Que faire ? Encore ?

J’aime beaucoup cette question. Car elle pose la seule et vraie question qui nous intéresse aujourd’hui. Beaucoup pensent qu’ils font, alors qu’ils ne brassent que du vent. Qu’est-ce que cela veut dire « faire » ? Et pourquoi est-ce si important à notre époque. Déjà, parce qu’on a laissé depuis trop longtemps ce privilège à des professionnels, à ceux qui « avaient fait des études » ou bien qui avaient le courage, la force, la volonté pour se lancer dans la conquête du pouvoir. Mais faire, c’est aussi ce que l’on devrait être capable d’expérimenter à tous les instants de nos vies. Une vie humaine se construit, se fabrique, se transforme, s’améliore. Car dans le verbe faire il n’y a pas que le but, que l’objet ni son intention première, il y a surtout tout le chemin qui va de l’une à l’autre. Et ce chemin est vaste, étale comme un jour de calme. Une vie prend toute une vie à faire. On ajoute petit à petit des morceaux, des extensions, des surélévations, mais aussi des souterrains, des grottes secrètes. Et c’est un travail manuel, de longue haleine et de peine perdue. Bisogna Morire.

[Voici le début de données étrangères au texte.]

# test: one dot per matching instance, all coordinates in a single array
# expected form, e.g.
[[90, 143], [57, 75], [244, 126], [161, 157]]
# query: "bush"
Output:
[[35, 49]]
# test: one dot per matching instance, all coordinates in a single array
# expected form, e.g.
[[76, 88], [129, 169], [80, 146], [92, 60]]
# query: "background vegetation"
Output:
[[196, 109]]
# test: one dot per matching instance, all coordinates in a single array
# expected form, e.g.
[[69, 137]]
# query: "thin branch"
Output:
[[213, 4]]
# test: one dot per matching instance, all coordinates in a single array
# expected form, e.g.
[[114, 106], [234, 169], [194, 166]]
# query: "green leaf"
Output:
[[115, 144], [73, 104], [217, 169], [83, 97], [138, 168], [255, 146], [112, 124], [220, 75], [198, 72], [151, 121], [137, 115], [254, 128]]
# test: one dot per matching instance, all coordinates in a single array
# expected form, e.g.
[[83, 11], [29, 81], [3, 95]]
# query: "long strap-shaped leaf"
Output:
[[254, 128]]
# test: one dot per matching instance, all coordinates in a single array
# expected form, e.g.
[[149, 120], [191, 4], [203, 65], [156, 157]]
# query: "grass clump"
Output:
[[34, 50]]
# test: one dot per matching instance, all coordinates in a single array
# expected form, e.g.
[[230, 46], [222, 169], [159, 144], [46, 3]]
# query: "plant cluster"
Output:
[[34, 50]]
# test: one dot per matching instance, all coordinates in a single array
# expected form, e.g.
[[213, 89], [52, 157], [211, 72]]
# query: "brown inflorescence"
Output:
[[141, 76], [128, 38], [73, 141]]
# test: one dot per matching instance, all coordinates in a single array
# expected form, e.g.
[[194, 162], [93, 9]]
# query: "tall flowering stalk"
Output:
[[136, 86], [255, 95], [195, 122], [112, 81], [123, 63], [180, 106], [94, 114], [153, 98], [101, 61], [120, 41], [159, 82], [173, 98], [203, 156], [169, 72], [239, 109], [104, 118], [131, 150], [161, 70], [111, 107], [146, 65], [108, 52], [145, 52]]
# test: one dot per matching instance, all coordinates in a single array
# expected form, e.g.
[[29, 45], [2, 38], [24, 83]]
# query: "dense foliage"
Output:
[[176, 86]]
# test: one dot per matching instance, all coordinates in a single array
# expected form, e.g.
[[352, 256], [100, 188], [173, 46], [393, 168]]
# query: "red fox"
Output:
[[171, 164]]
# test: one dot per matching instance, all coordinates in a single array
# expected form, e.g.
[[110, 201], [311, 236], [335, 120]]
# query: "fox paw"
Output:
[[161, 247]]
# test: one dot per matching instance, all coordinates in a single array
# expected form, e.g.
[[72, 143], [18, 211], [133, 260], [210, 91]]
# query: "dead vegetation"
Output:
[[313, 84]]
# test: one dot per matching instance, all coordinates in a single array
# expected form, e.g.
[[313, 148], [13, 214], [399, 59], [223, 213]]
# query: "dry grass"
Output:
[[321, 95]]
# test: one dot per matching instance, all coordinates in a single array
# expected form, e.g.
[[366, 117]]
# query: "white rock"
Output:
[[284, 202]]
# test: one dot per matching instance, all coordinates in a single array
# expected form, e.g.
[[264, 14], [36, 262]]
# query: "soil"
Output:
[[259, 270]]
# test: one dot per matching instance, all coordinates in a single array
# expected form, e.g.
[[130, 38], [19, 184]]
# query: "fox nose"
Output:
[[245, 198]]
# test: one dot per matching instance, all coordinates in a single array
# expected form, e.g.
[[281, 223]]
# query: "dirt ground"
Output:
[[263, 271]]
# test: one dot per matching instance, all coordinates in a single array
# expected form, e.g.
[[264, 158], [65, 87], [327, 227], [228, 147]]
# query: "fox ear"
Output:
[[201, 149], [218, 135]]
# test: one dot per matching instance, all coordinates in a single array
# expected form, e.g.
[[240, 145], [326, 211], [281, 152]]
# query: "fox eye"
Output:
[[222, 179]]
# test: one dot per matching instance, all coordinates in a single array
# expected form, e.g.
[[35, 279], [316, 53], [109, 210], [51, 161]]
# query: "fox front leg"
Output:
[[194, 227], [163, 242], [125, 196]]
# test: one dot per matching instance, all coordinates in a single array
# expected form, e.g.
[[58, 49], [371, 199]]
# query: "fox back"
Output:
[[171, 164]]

Alors, que faire ? Du moins, être capable de faire quelque chose. De ne pas être un spectateur attentiste, devant un écran, un critique de plus dans ce vaste univers médiatique, réseauté, relationnel, humain. Faire, c’est le contraire d’assister, verbe que j’emploie ici dans les deux sens, celui de regarder et celui d’être assisté. Faire, c’est se bouger le cul, c’est oser, prendre des risques, bouger, voyager. C’est un peu tout le contraire de ce qui se passe dans notre société, dans notre pays, dans notre monde.
Faire, c’est un peu ce que je suis en train d’être là ici et maintenant : j’écris ces lignes. Je fais quelque chose, qui déjà pour moi-même ajoute cette petite extension à ma petite vie.
Que faire ? Si déjà on a réussit à faire, à se lever de son canapé, à écouter, à respirer, à manger, à travailler, à construire son monde, alors on peut sans doute se poser la question du but. Que faire ? C’est toute la question DU politique… pas de LA politique. Ceux qui, autour de nous, font, sont dans ce geste oublié du politique : ils arrangent le monde, ils créent le monde, ils imaginent, ils fabriquent le vivre ensemble. On voit bien là la totale contradiction avec le faire de LA politique qui est, de nos jours, d’une totale impuissance, d’un vide complet, d’un néant qui se nourrit de mots et d’images. Faire, c’est alors avoir prise sur le monde, sur le présent et l’avenir. C’est là vraie puissance, le vrai pouvoir, et rien à voir avec la gloriole qu’on nous charrie par le câble et internet.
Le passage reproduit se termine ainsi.